A classic Wild West rope show found its way to Ardmore Friday.
Marty Tipton, or the “Oklahoma Kid,” performed several rope tricks and gave a brief history of the wild west shows on Friday at the Ardmore Public Library.
Tipton, who has worked as a trick roper and humorist for more than 20 years, awed the audience with various tricks and skill roping and educated the children on his descendants, who were performers in the original Pawnee Bill and Buffalo Wild West Show and the 101 Ranch Wild West Show. Tipton also has relative ties to Will Rogers through his great grandmother.
The show was the next to last performance at the library at this summer during its summer reading program, with magician Steve Crawford wrapping up the program’s performances on July 7.
As part of the show, Tipton breaks down the basics of the wild west shows, educates children on some of the major figures in the industry (such as Annie Oakley and Will Rogers) and performs tricks with ropes of all sizes. Tipton said that working with children is the most rewarding part of his job. He has performed with the “Will Rogers Follies” on Broadway, on Good Morning America and several other venues.
“It’s one of the most joyful things and the happiest things I do in my life,” he said. “The most fulfilling thing I do is working with young people and teaching them to get out and not spend a lot of time behind computers and things like that.”

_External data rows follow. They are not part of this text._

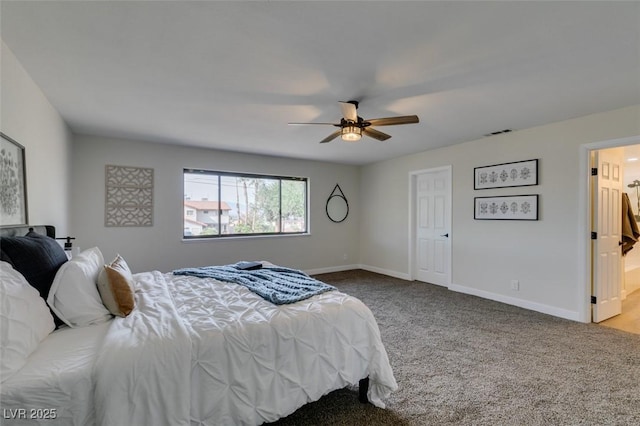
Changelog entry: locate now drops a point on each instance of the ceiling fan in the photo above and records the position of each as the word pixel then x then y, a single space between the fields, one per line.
pixel 352 127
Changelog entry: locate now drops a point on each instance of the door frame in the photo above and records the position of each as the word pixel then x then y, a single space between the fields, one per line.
pixel 412 218
pixel 584 219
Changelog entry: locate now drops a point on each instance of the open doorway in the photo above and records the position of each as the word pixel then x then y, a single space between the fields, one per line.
pixel 629 318
pixel 624 273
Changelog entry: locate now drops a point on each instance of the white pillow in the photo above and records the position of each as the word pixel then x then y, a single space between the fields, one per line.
pixel 74 296
pixel 25 320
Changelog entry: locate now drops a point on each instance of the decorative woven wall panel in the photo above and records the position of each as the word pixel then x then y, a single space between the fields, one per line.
pixel 128 196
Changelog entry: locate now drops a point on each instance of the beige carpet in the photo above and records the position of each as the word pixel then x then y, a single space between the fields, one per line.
pixel 462 360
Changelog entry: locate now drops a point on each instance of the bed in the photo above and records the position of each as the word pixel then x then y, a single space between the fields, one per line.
pixel 191 351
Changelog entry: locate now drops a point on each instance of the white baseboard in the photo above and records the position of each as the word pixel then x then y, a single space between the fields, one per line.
pixel 395 274
pixel 532 306
pixel 342 268
pixel 331 269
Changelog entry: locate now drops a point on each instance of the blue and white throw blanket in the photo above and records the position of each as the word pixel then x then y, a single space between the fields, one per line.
pixel 276 284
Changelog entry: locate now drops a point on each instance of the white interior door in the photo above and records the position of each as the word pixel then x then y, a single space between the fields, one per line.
pixel 432 233
pixel 607 217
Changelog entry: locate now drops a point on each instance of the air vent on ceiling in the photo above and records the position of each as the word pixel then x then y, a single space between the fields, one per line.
pixel 499 132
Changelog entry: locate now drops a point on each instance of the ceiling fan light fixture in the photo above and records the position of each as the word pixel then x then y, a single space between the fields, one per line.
pixel 351 133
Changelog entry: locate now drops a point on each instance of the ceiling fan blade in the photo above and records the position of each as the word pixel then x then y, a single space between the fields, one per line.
pixel 392 121
pixel 304 124
pixel 349 111
pixel 373 133
pixel 332 136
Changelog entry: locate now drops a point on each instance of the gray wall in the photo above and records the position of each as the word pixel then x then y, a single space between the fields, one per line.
pixel 161 247
pixel 27 117
pixel 545 255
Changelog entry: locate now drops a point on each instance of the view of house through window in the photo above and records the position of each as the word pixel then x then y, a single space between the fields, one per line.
pixel 218 204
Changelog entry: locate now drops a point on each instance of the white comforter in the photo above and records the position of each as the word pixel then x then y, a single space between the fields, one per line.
pixel 200 351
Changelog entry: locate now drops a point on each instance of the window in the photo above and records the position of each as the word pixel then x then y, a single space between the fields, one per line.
pixel 223 204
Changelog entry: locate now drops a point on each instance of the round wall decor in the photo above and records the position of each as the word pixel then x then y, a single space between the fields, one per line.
pixel 337 205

The show, which features several puns and cracks from Tipton, encourages kids to play outside and spend time doing activities other than being glued to electronics. Tipton, who has been doing library programs for nine years, said he travels the entire summer to put on shows for kids and adults. Tipton speaks at events, performs “Las Vegas” style shows and has performed at various types of venues across the country.

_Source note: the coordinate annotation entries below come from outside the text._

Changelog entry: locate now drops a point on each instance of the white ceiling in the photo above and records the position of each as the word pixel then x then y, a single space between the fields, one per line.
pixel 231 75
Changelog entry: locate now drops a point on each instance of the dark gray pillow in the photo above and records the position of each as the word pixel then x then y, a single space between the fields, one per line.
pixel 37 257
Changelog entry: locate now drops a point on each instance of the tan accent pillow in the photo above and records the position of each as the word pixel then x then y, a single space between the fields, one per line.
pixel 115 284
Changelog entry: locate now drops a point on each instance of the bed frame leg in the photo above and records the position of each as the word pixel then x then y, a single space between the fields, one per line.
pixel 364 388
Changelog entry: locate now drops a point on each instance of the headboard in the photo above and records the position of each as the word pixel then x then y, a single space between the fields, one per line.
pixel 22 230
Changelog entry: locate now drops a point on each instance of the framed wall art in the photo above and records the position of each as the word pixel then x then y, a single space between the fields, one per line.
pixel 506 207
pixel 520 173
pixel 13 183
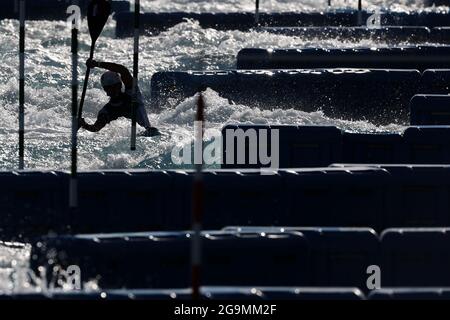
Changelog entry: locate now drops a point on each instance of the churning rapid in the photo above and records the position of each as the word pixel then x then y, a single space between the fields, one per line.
pixel 184 47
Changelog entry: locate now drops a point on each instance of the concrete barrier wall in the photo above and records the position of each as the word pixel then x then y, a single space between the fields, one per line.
pixel 339 93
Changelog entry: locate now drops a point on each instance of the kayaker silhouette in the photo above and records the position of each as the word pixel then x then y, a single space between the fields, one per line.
pixel 120 103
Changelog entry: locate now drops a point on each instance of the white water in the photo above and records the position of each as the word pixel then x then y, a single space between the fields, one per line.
pixel 185 46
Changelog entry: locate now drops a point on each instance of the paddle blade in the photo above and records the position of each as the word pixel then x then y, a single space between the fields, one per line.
pixel 98 14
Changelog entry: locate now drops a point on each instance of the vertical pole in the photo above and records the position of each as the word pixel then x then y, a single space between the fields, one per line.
pixel 257 13
pixel 197 200
pixel 137 10
pixel 73 196
pixel 360 23
pixel 22 85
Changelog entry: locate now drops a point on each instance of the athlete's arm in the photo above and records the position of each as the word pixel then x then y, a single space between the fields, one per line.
pixel 96 127
pixel 125 74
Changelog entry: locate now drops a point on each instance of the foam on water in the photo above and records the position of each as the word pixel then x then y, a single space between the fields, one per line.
pixel 183 47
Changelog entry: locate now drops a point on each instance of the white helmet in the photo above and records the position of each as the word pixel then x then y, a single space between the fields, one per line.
pixel 110 78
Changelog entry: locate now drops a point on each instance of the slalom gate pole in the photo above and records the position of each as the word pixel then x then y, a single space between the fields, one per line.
pixel 137 10
pixel 257 13
pixel 360 22
pixel 73 188
pixel 22 85
pixel 197 199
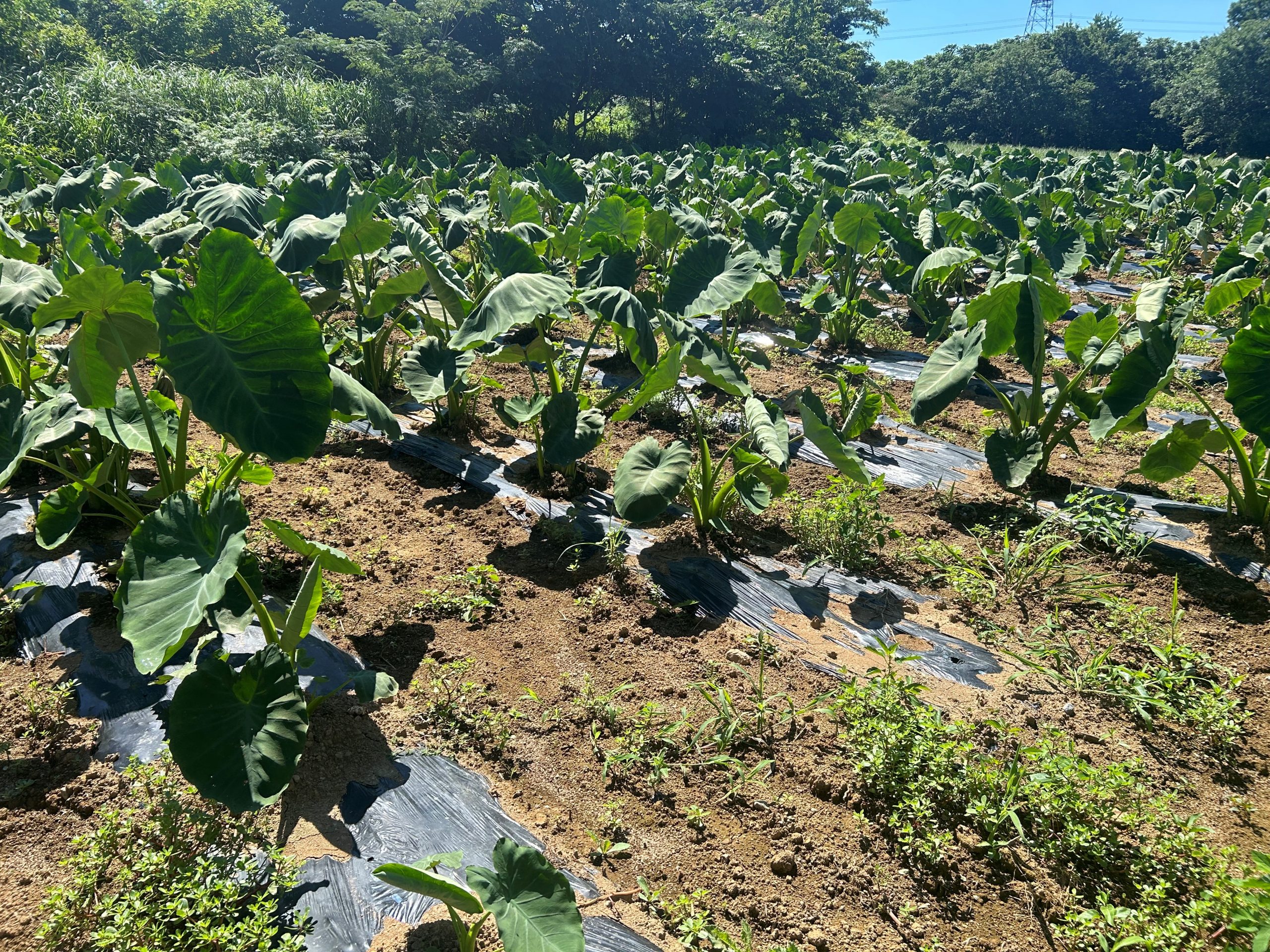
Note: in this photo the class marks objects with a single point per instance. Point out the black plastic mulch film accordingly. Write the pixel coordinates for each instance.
(439, 806)
(436, 806)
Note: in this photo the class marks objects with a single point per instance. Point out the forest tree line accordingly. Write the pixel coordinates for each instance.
(366, 79)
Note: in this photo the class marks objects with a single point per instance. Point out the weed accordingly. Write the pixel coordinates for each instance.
(605, 849)
(599, 604)
(49, 709)
(172, 871)
(454, 708)
(693, 921)
(1146, 668)
(1112, 841)
(842, 525)
(1104, 521)
(470, 595)
(1038, 563)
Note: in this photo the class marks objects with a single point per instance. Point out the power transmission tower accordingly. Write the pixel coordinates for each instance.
(1040, 17)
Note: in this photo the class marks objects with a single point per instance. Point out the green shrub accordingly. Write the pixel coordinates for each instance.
(1131, 865)
(842, 525)
(172, 871)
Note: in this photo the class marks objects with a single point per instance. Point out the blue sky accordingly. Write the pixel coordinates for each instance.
(922, 27)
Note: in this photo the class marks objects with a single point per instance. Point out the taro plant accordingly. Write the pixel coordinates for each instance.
(530, 900)
(1188, 445)
(235, 346)
(1014, 316)
(237, 734)
(859, 408)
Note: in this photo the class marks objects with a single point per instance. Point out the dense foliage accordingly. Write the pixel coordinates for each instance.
(366, 79)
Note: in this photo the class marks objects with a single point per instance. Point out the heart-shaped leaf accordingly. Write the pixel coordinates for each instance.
(305, 239)
(420, 878)
(176, 564)
(570, 432)
(351, 402)
(710, 277)
(327, 556)
(232, 206)
(515, 301)
(23, 289)
(516, 412)
(770, 429)
(649, 477)
(628, 318)
(818, 429)
(238, 735)
(117, 329)
(1013, 459)
(125, 423)
(431, 370)
(246, 351)
(532, 901)
(947, 372)
(1176, 452)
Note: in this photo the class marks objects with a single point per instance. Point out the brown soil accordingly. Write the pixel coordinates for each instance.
(561, 636)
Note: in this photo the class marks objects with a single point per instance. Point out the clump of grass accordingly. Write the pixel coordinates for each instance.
(1135, 660)
(176, 873)
(454, 710)
(1037, 564)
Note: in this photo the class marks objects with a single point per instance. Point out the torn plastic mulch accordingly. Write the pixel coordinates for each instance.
(436, 806)
(754, 591)
(437, 801)
(731, 590)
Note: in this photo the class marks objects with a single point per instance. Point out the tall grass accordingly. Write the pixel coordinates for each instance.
(112, 108)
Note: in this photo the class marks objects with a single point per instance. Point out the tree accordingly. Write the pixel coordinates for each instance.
(1223, 101)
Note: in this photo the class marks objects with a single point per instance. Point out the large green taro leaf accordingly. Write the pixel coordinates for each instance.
(246, 351)
(818, 428)
(125, 423)
(238, 735)
(176, 564)
(947, 373)
(515, 301)
(649, 477)
(629, 319)
(232, 206)
(562, 179)
(23, 289)
(23, 431)
(1014, 457)
(351, 402)
(710, 277)
(1248, 375)
(570, 432)
(117, 329)
(305, 239)
(431, 370)
(532, 901)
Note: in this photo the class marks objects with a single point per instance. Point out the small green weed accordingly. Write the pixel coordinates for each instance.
(1135, 662)
(1133, 866)
(172, 871)
(1039, 563)
(454, 709)
(844, 525)
(472, 595)
(1107, 522)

After the show, Tipton encouraged the adults and children to grab a rope and learn the first trick in roping, which is maintaining a “loop.” Kids and adults did their best Will Roger impersonations as they worked the ropes and tried to maintain the loop. Tipton also provided cowboy hats and sombreros to get the children into character.   
While the roping and jokes drive the shows, Tipton said there’s a deeper reason for performing and traveling across the country. Education, preserving history and spreading the message of helping and caring for one another are at the center of his shows, according to Tipton.
“Persevering history is how we have a greater future,” he said. “Education is important. Without knowing our past we can’t create a future.”
In addition to the performance, Tipton offered guests the chance to purchase their own trick rope, with proceeds going to help children in need. Tipton said being able to impact someone else’s life is a big part of why he does performances.
“True happiness comes from helping others,” Tipton said.